İTALYA’DAKİ AJANS BENİ GÖZDEN ÇIKARDI
Fiziğinizi spora borçlusunuz sanırım...
- Ortaokul ve lise dönemlerinde sekiz sene hentbol oynadım. O zaman da inceciktim. Zaten modellerin kaderi şudur; gençken hep hastalıklı ve ‘Safinaz’sınızdır. Sonra model olup, geçmişinizden intikam alırsınız.
Yurtdışında da modellik yapıyorsunuz, bu neden basına yansımıyor sizce?
- Yansıyamaz, çünkü benim ne ajansım ne de menajerim var. Her şeyimle kendim ilgileniyorum.
İtalya’daki ilk işinizi de siz mi ayarladınız yoksa model avcılarından biri mi sizi keşfetti?
- Bir gün kuzenimle konuşuyorduk, “neden yurtdışındaki ajanslara fotoğraflarımı göndermiyoruz” diye. Kuzenim “Onlar yanıtlamaz” dedi. Ben o zaman poz vermeyi bile bilmiyordum, fotoğraflarım çok kötüydü. Yine de çektirdiklerimi mail attım ve yanıt verdiler, beni İtalya’ya çağırdılar. Gittim, üç ay orada kaldım, Milano Moda Haftası’na podyuma çıktım. Geldiğimde mevsim değişmişti ve benim bir hafta içinde Fransa’ya gitmem gerekiyordu. Vize alamadığım için gidemedim. Oradaki ajanslar da çok katıdır, beni disiplinsizlik yüzünden hemen gözden çıkardılar. Sonrasındaki bir sene çok zor geçti. Son iki senedir daha faal hale geldim. Eylül ayında tekrar Londra’ya gidiyorum.
Londra’da ne yapacaksınız?
- Premier Ajans’la görüşeceğim. Aslında 25 yaşındayım, modellik için yaşlı sayılırım.

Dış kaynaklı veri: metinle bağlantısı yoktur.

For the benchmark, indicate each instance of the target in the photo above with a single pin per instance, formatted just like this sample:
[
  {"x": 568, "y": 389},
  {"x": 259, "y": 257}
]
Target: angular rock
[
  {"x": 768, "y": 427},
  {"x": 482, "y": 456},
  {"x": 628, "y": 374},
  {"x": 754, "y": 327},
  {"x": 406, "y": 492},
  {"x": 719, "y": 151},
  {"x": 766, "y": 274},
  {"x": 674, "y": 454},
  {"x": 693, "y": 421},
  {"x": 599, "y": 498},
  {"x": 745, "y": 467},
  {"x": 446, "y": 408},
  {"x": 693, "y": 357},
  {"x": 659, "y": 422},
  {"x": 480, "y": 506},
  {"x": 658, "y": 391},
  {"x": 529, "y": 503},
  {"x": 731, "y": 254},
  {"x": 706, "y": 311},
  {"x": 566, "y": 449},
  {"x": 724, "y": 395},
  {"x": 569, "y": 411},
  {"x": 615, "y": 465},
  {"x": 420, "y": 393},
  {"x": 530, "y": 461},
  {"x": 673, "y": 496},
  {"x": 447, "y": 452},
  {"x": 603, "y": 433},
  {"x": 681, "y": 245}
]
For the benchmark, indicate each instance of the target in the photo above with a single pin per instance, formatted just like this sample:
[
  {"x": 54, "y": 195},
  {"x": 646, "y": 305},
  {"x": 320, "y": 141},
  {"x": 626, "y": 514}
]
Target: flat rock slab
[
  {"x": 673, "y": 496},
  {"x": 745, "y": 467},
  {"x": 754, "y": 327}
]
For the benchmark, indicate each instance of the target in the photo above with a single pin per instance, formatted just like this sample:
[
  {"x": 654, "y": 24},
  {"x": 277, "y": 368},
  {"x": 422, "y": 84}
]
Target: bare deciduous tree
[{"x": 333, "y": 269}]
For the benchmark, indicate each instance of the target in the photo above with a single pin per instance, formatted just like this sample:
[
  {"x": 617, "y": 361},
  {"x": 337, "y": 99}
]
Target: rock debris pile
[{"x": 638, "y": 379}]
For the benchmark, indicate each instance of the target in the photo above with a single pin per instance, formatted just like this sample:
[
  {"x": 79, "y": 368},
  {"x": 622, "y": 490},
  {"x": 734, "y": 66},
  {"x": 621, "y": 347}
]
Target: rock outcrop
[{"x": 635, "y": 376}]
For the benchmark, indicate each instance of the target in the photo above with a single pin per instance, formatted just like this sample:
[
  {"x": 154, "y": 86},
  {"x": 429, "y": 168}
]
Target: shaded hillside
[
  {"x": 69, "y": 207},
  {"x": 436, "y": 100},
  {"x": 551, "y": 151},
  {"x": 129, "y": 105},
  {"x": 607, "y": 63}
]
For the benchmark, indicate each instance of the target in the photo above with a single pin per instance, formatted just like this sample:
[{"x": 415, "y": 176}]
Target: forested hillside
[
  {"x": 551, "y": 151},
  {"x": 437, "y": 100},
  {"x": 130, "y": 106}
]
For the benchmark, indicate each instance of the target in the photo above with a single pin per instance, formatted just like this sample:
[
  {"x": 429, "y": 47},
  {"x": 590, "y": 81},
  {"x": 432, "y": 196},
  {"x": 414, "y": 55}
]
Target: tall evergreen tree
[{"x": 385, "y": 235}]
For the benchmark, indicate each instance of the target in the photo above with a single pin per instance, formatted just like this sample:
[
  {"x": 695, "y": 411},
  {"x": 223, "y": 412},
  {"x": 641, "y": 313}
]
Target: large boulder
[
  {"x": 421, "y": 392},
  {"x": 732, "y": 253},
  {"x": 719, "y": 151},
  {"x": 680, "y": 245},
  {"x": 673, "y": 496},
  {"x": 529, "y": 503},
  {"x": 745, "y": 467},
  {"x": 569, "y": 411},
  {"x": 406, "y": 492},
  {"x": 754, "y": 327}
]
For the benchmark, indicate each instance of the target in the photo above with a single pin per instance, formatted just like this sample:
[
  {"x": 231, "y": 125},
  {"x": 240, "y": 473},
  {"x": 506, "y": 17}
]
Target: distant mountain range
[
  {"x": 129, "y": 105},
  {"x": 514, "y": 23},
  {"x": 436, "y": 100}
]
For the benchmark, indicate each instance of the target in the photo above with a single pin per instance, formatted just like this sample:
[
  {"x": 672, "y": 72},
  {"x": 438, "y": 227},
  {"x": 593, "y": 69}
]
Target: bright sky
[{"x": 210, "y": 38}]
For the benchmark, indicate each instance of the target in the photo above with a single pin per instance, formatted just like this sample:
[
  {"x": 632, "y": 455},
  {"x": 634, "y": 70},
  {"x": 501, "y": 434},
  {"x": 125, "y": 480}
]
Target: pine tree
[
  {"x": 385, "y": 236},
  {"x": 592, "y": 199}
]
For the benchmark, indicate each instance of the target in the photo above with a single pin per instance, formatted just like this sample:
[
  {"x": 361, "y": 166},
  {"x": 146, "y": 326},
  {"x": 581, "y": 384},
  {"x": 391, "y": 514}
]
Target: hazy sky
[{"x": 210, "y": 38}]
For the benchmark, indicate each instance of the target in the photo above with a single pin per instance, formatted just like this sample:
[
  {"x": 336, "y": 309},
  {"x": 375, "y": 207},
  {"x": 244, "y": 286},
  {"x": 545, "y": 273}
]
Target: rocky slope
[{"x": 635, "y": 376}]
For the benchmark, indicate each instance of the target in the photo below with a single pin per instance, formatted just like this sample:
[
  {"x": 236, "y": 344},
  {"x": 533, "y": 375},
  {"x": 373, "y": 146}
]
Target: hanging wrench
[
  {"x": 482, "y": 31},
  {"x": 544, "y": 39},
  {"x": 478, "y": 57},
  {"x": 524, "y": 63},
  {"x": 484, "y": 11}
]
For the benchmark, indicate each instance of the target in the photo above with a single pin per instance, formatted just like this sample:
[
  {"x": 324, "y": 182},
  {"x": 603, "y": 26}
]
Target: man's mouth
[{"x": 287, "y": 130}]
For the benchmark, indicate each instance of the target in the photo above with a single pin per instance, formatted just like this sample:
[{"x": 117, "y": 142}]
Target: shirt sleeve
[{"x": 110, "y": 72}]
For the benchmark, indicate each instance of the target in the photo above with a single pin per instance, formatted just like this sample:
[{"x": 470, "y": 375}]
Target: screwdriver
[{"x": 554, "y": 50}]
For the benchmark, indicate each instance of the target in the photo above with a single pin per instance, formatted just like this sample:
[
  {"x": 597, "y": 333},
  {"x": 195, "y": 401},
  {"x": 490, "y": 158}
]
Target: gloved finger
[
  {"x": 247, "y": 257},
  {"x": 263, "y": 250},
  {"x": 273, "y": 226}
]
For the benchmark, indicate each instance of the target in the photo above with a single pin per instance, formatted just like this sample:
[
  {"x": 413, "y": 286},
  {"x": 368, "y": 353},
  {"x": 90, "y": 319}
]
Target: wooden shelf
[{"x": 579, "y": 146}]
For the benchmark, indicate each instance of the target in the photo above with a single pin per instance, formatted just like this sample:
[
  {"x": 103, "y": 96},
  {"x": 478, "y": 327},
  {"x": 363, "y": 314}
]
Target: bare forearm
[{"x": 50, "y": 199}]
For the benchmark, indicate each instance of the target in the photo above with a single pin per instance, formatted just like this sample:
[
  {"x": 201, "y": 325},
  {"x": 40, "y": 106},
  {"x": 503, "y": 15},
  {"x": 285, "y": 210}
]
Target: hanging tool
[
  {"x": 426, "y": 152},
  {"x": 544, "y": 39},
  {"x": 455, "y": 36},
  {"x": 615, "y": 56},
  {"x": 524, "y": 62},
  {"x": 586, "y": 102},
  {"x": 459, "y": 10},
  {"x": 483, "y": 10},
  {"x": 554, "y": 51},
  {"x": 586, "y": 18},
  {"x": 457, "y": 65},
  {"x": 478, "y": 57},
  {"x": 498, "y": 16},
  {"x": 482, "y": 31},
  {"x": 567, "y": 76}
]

Neyse ki artık yurtdışında da yaşı ilerleyen modelleri kullanıyorlar. Beni asıl düşündüren, oraya gidip her şeye sıfırdan başlayacak olmak...
STİLİM GÜÇ ÜZERİNE KURULU
Stilinizi nasıl tanımlarsınız?
- Güç üzerine kurulu. Baktıkları zaman incelerler, inceledikleri zaman muhakkak akıllarında kalır.

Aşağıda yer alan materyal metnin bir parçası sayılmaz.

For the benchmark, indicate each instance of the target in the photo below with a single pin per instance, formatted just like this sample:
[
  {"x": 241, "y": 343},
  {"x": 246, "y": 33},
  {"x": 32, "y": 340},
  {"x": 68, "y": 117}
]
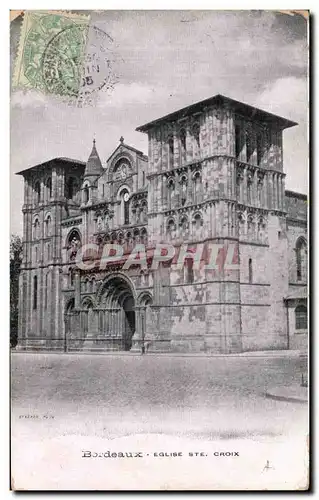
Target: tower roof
[
  {"x": 93, "y": 165},
  {"x": 220, "y": 100}
]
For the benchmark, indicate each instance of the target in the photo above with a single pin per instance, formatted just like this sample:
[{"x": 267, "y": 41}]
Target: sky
[{"x": 162, "y": 61}]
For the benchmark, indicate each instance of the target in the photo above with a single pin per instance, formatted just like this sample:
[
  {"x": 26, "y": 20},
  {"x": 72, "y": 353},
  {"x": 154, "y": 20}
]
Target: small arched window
[
  {"x": 250, "y": 270},
  {"x": 196, "y": 134},
  {"x": 37, "y": 191},
  {"x": 171, "y": 152},
  {"x": 47, "y": 226},
  {"x": 198, "y": 222},
  {"x": 48, "y": 185},
  {"x": 36, "y": 230},
  {"x": 125, "y": 203},
  {"x": 86, "y": 194},
  {"x": 48, "y": 251},
  {"x": 70, "y": 188},
  {"x": 170, "y": 193},
  {"x": 259, "y": 148},
  {"x": 249, "y": 149},
  {"x": 46, "y": 285},
  {"x": 35, "y": 292},
  {"x": 183, "y": 144},
  {"x": 171, "y": 227},
  {"x": 197, "y": 187},
  {"x": 301, "y": 318},
  {"x": 189, "y": 271},
  {"x": 301, "y": 259},
  {"x": 183, "y": 189}
]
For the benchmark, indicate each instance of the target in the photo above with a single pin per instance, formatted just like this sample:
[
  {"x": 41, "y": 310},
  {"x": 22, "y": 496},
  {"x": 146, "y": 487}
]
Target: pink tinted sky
[{"x": 165, "y": 60}]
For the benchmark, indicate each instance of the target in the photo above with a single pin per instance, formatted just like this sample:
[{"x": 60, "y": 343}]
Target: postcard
[{"x": 159, "y": 250}]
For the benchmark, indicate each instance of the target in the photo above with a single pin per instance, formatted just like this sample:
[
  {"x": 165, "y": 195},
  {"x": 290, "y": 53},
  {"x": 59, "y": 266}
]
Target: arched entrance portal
[{"x": 118, "y": 301}]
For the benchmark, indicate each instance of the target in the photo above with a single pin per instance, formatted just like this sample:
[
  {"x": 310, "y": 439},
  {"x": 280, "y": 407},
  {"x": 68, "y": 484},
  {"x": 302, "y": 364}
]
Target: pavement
[
  {"x": 291, "y": 394},
  {"x": 211, "y": 410},
  {"x": 263, "y": 354}
]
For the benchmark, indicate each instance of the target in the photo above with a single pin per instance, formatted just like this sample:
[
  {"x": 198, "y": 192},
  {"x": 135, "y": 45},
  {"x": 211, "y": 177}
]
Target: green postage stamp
[{"x": 51, "y": 52}]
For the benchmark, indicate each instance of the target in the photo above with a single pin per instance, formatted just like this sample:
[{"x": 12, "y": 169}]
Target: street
[{"x": 98, "y": 398}]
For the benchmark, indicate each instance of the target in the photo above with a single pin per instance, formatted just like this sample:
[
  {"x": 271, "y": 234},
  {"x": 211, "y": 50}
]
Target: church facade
[{"x": 213, "y": 183}]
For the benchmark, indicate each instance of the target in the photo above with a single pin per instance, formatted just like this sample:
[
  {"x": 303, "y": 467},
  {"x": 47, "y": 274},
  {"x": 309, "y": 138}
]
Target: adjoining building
[{"x": 213, "y": 177}]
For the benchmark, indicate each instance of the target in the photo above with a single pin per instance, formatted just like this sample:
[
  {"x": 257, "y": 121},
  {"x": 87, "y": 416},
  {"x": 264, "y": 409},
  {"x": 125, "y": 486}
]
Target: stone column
[{"x": 77, "y": 298}]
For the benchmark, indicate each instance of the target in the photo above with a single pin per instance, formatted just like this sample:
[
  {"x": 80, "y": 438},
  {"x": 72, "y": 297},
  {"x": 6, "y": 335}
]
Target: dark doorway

Ece Sükan sizi beğendiğini söyledi, siz hangi modelleri beğeniyorsunuz?
- Benden sonra gelecek gördüğüm tek isim Beril Kayar. Tamamen melez bir kız. Bir de Selda Car’ı çok beğeniyorum.
İLK DÖVMEMİ ORTA OKULDAYKEN YAPTIRDIM
Dövme merakınız ne zaman başladı?
- Orta 2’de ayak bileğime dövme yaptırdım, sonra gerisi geldi. Bana göre bir yaşam stili dövme. Çok büyük dövmelerim var. Ama artık eskisi kadar cesur değilim, bu yüzden daha kapalı giyiniyorum. Dövmemi göstermek ister gibi görünmek istemiyorum.
Peki bir modele yakışıyor mu büyük dövmeler?
- Çok karakteristik oluyor büyük dövme. Modeli askı olmaktan çıkarıyor. Benim dövmem var ama aslında ben de bir modele büyük dövmelerin çok yakışmadığını düşünüyorum.